There's pressure on every NFL quarterback, to be sure. But it's time to take an unvarnished look at what we thought about Cutler versus what we now know.
He still has more raw talent than any Bears quarterback in recent memory, and a better arm -- and showed in games against Pittsburgh and Seattle, with quarterback ratings of 104.7 and 126.4, and more recently versus Arizona, when he threw for a season-high 369 yards and three touchdowns, that he is capable of big numbers.
OK, but what good is a big arm when it's used to overthrow receivers as he did on three occasions -- all of which were potential touchdowns -- in Sunday night's loss to Philadelphia? And he's reverting back to some bad habits like throwing off his back foot.
"He made good decisions [Sunday] night," said Bears coach Lovie Smith. "He overthrew a few passes. That happens with all quarterbacks. Jay was active throughout. He brought our team back and put us in position to win the game. That's what you judge everything by. You look at the full body of work and he put us in position to win the game. We weren't able to hold on."
Kyle Orton put you in position to win, too. Cutler, assuming he is around for the length of his deal, is being paid $50 million and cost you first-round picks in '09 and 2010 and a third-round pick in '09, not to mention Orton, to win games, not to throw a league-leading 18 interceptions. Not to move the ball well enough to get into the red zone 33 times, but score just 14 times for 38 percent. He was brought here to raise the level of those around him, to take the pressure off the defense and get the ball in the end zone. His full body of work? That would be 4-6.
But Cutler hasn't meshed with Ron Turner's offense. Cutler has no running game and poor pass protection, so he has little time to set up and throw a decent pass downfield. Shouldn't these arguments count for something?
They're all fair points, but when he has the opportunity to make a big play, a game-changing play, he's not capitalizing. Recently Cutler went 90 passes without a touchdown, the second-longest streak of his career, until breaking it with his pass to Kellen Davis. And he has to take some responsibility for the 19 sacks this season. He's not used to being pressured to this extent and it shows.
His receivers are young. They have not always been where they are supposed to be and all of his intended targets, tight ends and backs included, have dropped their share of passes.
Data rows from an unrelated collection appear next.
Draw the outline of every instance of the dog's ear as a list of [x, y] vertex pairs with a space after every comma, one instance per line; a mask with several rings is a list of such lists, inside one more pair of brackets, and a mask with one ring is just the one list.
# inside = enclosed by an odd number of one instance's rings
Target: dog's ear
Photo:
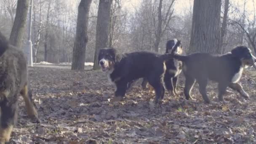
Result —
[[121, 60], [121, 55], [119, 53], [118, 51], [114, 48], [111, 48], [112, 50], [112, 53], [115, 56], [115, 62], [118, 62]]
[[240, 51], [239, 50], [238, 47], [236, 47], [231, 51], [231, 53], [235, 56], [239, 57]]
[[180, 40], [178, 40], [177, 43], [176, 43], [175, 44], [175, 45], [174, 45], [174, 46], [173, 46], [173, 49], [171, 50], [171, 53], [174, 53], [175, 52], [175, 51], [177, 50], [177, 48], [181, 44], [181, 41]]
For a while there, it did appear Cutler was going to make Devin Hester, Earl Bennett and Johnny Knox into a legitimate receiving corps, but aside from flashes of potential, their progress as a group has stalled. More importantly, the Cutler-Greg Olsen connection still hasn't coalesced.
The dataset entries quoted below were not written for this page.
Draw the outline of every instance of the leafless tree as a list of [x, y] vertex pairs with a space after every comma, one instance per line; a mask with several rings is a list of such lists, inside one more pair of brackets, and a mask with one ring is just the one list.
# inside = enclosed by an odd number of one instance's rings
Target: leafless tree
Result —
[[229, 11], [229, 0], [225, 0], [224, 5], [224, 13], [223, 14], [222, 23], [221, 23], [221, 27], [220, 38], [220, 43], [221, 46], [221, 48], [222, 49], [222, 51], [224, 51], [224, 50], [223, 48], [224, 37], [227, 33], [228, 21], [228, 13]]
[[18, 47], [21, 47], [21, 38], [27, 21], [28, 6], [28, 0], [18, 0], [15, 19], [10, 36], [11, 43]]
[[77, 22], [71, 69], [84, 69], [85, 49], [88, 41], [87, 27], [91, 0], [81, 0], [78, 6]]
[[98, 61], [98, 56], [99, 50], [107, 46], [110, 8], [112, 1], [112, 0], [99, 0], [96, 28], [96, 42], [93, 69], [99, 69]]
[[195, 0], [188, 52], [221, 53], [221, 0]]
He's an All-Pro. You don't throw for 4,526 yards as he did last season if you're not a winner.
Well, he did make a Pro Bowl last season, but he's never proved he's a winner. Despite everything Cutler has proved at the age of 26, he has not yet led a team in college or the pros to an above-.500 record. It's looking more and more like he's going to continue that streak this season and eventually, that becomes sort of a big deal.
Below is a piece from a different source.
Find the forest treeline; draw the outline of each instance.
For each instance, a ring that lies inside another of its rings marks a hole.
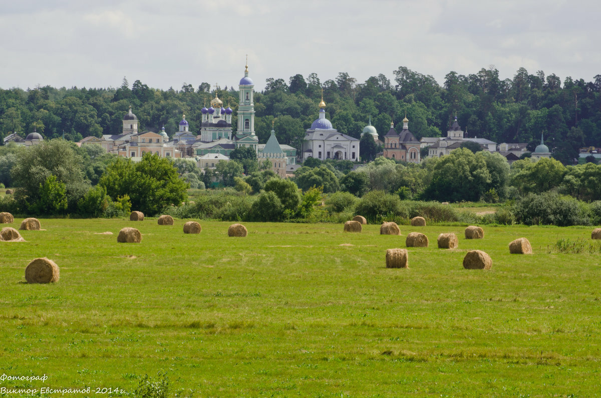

Give him a break, it's his first season with a new team and for all the criticism about his body language, wouldn't you rather have a quarterback who is cool and unflappable, even if it comes off as aloof and immature?
Thing is, Cutler doesn't seem cool lately. He is looking lost and shaken by adversity, is 0-4 in prime-time games whatever that's worth, and it's hard to tell sometimes whether he's fighting for his team or showing up his receivers. He is described as a loner around Halas Hall and that's not a good description for a quarterback. He may develop into a team leader but he sure doesn't seem one now. Not yet, anyway.
Is Jay Cutler who we thought he was? Take a look at the unvarnished truth.